Regulatory authority approvals/authorizations
The study protocol was submitted as per French regulation for ethics approval to the Comité de Protection des Personnes CPP (the Committee for the Protection of Persons – French Public Ethics Committee) Sud Est et outre-Mer which approved it on November 7th 2019 with the reference number 2019–038-id3583. Its agreement was transferred to the Agence Nationale de la Surete Medicamenteuse—National Agency for Drugs and Medical Device Safety who gave the final approval for the conduct of the study on May 16th 2019 (2019–001406-19).
Subject information and consent
It is the responsibility of the investigator to obtain informed consent in compliance with national requirements from each patient prior to him entering the trial or, where relevant, prior to evaluating the patient’s suitability for the study.
It must be made completely and unambiguously clear to each patient that they are free to refuse to participate in the study, or that they can withdraw their consent at any time and for any reason, without incurring any penalty or withholding of treatment from the investigator.
The informed consent document used by the investigator for obtaining patient’s informed consent must be reviewed and approved by the sponsor prior to Ethical Committee submission.
All this information will be presented in the information sheet and informed consent form given to the patient. The patient’s free and informed written consent will be collected by the investigator or a doctor representing him before the definitive inclusion into the study. A copy of the information notice and the consent form signed by the two parties will be given to the patient; the investigator will keep the original.
Exclusion period
After inclusion, no simultaneous participation to other interventional clinical research that would interfere with the trial will be authorized during the study. At the end of the study, there will be no exclusion period.

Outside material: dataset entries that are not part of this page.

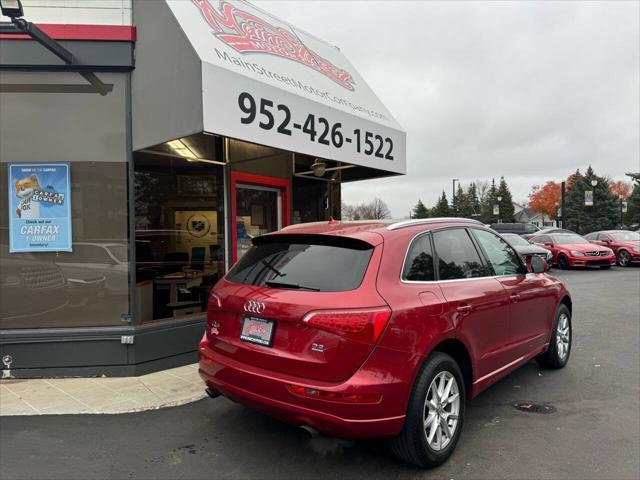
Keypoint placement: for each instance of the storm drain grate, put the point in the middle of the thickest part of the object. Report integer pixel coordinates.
(530, 407)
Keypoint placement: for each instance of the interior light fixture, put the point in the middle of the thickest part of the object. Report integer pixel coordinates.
(11, 8)
(179, 147)
(319, 168)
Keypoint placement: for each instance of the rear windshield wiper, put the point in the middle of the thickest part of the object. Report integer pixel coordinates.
(295, 286)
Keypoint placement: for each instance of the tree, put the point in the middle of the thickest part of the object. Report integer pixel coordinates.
(507, 211)
(420, 211)
(376, 209)
(348, 212)
(441, 209)
(620, 188)
(546, 198)
(602, 215)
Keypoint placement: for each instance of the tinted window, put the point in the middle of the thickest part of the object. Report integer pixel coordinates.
(457, 256)
(503, 258)
(328, 265)
(567, 238)
(542, 239)
(514, 239)
(419, 263)
(626, 236)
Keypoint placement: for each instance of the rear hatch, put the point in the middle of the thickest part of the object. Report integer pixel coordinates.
(304, 305)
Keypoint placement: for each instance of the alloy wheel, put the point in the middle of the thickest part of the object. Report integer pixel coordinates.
(563, 336)
(623, 258)
(441, 411)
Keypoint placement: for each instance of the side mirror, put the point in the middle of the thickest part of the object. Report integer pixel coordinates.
(535, 264)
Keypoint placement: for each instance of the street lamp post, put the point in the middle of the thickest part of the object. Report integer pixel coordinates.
(621, 200)
(453, 188)
(497, 208)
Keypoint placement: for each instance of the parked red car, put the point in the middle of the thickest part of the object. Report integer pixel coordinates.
(378, 329)
(572, 250)
(625, 244)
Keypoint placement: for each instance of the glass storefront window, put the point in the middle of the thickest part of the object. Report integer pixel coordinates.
(42, 124)
(179, 222)
(258, 211)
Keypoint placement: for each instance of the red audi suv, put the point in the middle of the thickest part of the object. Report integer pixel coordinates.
(572, 250)
(625, 244)
(379, 329)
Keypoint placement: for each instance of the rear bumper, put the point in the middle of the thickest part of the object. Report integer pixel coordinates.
(587, 261)
(267, 391)
(634, 257)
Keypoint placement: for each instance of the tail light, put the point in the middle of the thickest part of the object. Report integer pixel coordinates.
(364, 325)
(337, 397)
(213, 307)
(214, 302)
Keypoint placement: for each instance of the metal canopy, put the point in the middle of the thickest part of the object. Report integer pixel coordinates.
(258, 79)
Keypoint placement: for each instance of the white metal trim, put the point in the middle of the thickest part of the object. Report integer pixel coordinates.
(426, 221)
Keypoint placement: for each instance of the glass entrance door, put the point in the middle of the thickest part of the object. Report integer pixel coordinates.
(259, 205)
(258, 211)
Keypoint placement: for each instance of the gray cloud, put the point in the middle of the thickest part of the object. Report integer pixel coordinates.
(528, 90)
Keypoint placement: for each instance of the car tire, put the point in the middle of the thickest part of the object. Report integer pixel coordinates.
(623, 258)
(557, 355)
(413, 445)
(563, 262)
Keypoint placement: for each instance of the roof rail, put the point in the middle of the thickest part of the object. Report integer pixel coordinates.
(420, 221)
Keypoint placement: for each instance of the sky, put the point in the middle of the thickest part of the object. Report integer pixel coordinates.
(528, 90)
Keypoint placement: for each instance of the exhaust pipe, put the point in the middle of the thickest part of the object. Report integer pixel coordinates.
(309, 432)
(212, 392)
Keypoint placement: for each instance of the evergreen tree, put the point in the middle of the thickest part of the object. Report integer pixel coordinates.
(420, 211)
(602, 215)
(441, 208)
(506, 202)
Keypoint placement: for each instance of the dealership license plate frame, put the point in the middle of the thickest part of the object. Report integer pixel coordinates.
(264, 339)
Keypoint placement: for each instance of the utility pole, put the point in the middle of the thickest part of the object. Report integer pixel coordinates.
(453, 189)
(563, 217)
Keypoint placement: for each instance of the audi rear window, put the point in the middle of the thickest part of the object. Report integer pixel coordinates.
(304, 262)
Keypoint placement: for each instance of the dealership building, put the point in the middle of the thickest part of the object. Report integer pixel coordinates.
(143, 145)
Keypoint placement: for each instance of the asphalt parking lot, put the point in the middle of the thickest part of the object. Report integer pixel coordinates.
(595, 432)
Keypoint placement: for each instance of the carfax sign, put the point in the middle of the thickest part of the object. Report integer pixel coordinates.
(39, 207)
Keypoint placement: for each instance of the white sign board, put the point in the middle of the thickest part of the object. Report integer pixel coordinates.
(267, 82)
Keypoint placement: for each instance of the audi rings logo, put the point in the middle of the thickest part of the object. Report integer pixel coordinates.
(253, 306)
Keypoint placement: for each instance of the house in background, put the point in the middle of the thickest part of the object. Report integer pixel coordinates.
(525, 215)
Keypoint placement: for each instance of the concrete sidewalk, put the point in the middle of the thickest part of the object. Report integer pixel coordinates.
(101, 395)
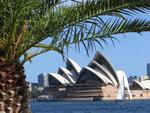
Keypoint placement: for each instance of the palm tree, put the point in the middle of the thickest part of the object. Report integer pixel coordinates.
(29, 28)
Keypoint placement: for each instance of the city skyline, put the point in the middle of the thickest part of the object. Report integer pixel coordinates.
(130, 54)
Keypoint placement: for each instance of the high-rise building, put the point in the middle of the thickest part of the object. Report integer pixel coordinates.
(148, 70)
(43, 80)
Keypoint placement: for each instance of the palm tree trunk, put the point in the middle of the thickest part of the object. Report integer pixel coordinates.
(14, 93)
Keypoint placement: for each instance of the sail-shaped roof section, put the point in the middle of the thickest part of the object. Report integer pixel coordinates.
(137, 85)
(60, 78)
(91, 72)
(67, 74)
(144, 85)
(101, 59)
(96, 66)
(72, 65)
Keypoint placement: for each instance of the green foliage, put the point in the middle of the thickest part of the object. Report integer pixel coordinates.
(31, 27)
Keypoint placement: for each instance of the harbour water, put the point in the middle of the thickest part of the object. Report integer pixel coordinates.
(134, 106)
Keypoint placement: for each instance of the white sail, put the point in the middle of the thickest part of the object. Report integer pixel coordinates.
(123, 81)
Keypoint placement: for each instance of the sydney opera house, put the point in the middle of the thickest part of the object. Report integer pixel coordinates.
(97, 81)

Professional secrecy and confidentiality
The investigator is required to comply with medical confidentiality. The gathered data, including test results, will be made anonymous by any appropriate means. The sponsor and its agents are subject to the same obligations of professional secrecy like the investigators. This document and its annexes are provided to the investigators in confidence and shall be released or disclosed only to persons specifically involved in the trial with the consent or upon the request of the investigator coordinator.
A unique identification number will be assigned to each patient included in the study. The slips of the CRF will only show the patient identifier, which guarantees anonymity. Only this number will be computerized. The computer file used for the data entry and processing will be declared to the Commission Nationale Informatique et Libertés in accordance with the Act No. 2004–801 dated August 6, 2004. Computerized data entry will not be nominative. Only the investigators will know the identity of the patient in treatment.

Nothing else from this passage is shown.